Norway Self Drive Itinerary- Western Fjords

Norway

Day 1: Fly into Bergen

We flew into Bergen and immediately picked up our rental car and started our drive to Stavanger. The drive took a little over 4 hours and included two ferry rides. Exhausted, we arrived at our Airbnb in Stavanger and got a good night’s rest before we started our adventures.

Day 2: Hike Preikestolen (Pulpit Rock)

We stopped at the grocery store before heading out on the hour and a half drive to Preikestolen. This drive included one ferry ride. We paid for parking, used the restroom and filled up our camelbaks before starting out on the 2-4 hour hike.

This hike can definitely be done in under 4 hours, but the views are exceptional and we spent a lot of time hanging out and enjoying the scenery.

For more detailed info, see Hiking Preikestolen.

After our hike, we started driving the two and a half hours towards Kjerabolten. We stopped to camp right near the entrance of the hike so we could get an early start in the morning.

Day 3: Hike Kjeragbolten

Even though we started our hike early, the parking lot was nearly full. We spent almost the entire day on this hike, enjoying the scenery, taking photos and exploring the area.

For more detailed info, see Hiking Kjeragbolten.

Tired, we started our four and a half hour drive towards Trolltunga. It had started to rain so we stopped and set up our tent under a small shelter and spent the night.

Day 4: Hike Trolltunga

In the morning, we continued our drive to Trolltunga and stopped in the town of Odda to get a bite to eat before beginning the hike. Once our bellies were full, we drove to the trail head and prepared our packs.

The hike to Trolltunga took us roughly 6 hours. We arrived around dusk, set up our tent for the night and enjoyed the evening with an incredible view.

For more detailed info, see Hiking Trolltunga.

Trolltunga

Day 5: Hike Trolltunga

The next day, we explored more of Trolltunga and hiked the 4 hours back down to the parking lot.

When we arrived back at our car, we were so excited to remove our shoes and packs!
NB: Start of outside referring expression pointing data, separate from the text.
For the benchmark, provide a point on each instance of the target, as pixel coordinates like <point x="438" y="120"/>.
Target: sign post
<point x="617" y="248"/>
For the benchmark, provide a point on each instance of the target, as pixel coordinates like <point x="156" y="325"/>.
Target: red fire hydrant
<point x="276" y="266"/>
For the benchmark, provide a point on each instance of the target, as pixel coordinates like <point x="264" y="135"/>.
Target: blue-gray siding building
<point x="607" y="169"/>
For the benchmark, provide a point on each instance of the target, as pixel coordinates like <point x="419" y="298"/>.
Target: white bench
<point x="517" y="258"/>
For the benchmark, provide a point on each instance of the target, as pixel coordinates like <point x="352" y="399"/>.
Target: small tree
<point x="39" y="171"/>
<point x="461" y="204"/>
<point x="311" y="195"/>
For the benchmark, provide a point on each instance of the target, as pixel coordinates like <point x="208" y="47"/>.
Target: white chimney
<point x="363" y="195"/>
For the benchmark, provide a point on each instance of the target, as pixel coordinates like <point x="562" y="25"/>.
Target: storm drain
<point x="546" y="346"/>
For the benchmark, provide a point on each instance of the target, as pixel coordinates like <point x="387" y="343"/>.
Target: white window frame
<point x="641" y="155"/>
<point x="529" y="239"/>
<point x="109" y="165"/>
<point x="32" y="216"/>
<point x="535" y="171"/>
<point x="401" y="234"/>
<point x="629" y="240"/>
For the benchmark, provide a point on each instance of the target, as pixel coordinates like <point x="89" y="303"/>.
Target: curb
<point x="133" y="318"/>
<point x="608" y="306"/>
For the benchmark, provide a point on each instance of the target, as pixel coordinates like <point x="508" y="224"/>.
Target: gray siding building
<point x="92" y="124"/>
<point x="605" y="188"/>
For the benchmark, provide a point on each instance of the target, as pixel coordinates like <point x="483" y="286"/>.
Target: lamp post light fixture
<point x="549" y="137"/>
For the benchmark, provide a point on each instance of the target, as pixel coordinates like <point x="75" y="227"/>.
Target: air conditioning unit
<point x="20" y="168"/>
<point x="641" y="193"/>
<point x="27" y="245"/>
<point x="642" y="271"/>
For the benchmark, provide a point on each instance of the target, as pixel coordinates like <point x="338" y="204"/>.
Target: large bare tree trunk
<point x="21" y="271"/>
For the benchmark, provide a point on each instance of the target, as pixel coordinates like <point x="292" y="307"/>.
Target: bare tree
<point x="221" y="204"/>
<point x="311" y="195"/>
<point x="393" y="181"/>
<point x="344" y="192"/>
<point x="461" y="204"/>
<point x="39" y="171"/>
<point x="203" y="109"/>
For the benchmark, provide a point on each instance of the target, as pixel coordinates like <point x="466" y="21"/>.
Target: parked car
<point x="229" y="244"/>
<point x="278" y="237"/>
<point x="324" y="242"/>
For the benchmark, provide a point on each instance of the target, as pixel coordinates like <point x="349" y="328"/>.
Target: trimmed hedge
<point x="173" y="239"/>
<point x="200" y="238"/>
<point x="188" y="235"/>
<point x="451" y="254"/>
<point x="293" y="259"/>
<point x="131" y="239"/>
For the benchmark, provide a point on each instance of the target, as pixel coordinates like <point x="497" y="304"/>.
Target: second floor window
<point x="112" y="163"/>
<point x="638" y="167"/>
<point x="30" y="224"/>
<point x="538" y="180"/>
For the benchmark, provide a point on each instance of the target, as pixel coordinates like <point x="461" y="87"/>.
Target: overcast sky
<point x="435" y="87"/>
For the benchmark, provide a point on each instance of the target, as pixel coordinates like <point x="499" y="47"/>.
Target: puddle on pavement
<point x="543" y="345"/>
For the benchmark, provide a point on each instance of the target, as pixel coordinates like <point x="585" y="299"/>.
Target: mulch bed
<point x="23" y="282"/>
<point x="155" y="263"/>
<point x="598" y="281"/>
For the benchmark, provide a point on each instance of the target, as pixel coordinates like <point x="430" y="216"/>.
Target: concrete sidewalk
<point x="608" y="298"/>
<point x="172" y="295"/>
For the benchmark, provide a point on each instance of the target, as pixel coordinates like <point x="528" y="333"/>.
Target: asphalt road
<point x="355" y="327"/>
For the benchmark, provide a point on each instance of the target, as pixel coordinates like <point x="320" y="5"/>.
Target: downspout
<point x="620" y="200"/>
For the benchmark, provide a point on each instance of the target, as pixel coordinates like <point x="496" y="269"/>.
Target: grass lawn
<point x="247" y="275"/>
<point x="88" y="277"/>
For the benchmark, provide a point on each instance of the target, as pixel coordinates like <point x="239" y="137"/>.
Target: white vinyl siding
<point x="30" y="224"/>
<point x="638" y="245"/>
We took a few minutes to stretch and relax before we started our hour and a half drive to Voss where we would camp for the evening.

Day 6: Kayak Gudvangen

We woke up early in Voss, grabbed breakfast and drove a quick 40 minutes to Gudvangen. A beautiful, sunny day, we rented a double Kayak at Nordic Ventures. There are also Kayak tours you can take here, but we decided to rent a kayak and explore on our own. They offer full day and half-day rentals and we opted for the full day so we could take our time and enjoy.

Nordic Ventures supplied everything we needed: kayak and paddle, skirt, wet-suit, booties, waterproof jacket, life vest and dry bags. We packed a lunch and began paddling out into the fjord. We passed a few other kayakers and lots of tourist boats. The water was calm and the view was breathtaking. We stopped off to explore a waterfall and dip our toes in the freezing glacial water.

We paddled a bit further and stopped for lunch on a small, lush, green,  sun drenched pasture. We ate our lunch while lambs roamed around us with the serene sound of waterfalls in the distance. We even took a swim in the fjord and laid on the shore to dry in the sun. I could have stayed here forever, but we had to get the kayaks back by 5:30pm so we geared up and started our paddle back to shore.

Our arms were quite tired on the way back so we took our time and enjoyed the scenery and the lovely weather. We made it back just in time for closing, returned our gear and began the five and a half hour drive to Hoddevik. We were very tired so we stopped on our way at the town of Lem and camped for the evening.

Day 7: Surf at Hoddevik

Day 7 started out with a stop at Bøyabreen Glacier, Fjærland. Here we found a lot of tour buses so we didn’t stay too long, but it was an amazing spot to view the glacier. The water in the lake below was an incredible shade of blue with small ice chunks casually floating by. We could feel an icy chill coming from the glacier above as we marveled at the large, blue ice sheet. There was also a restaurant and restrooms here where many of the tour buses stopped for lunch.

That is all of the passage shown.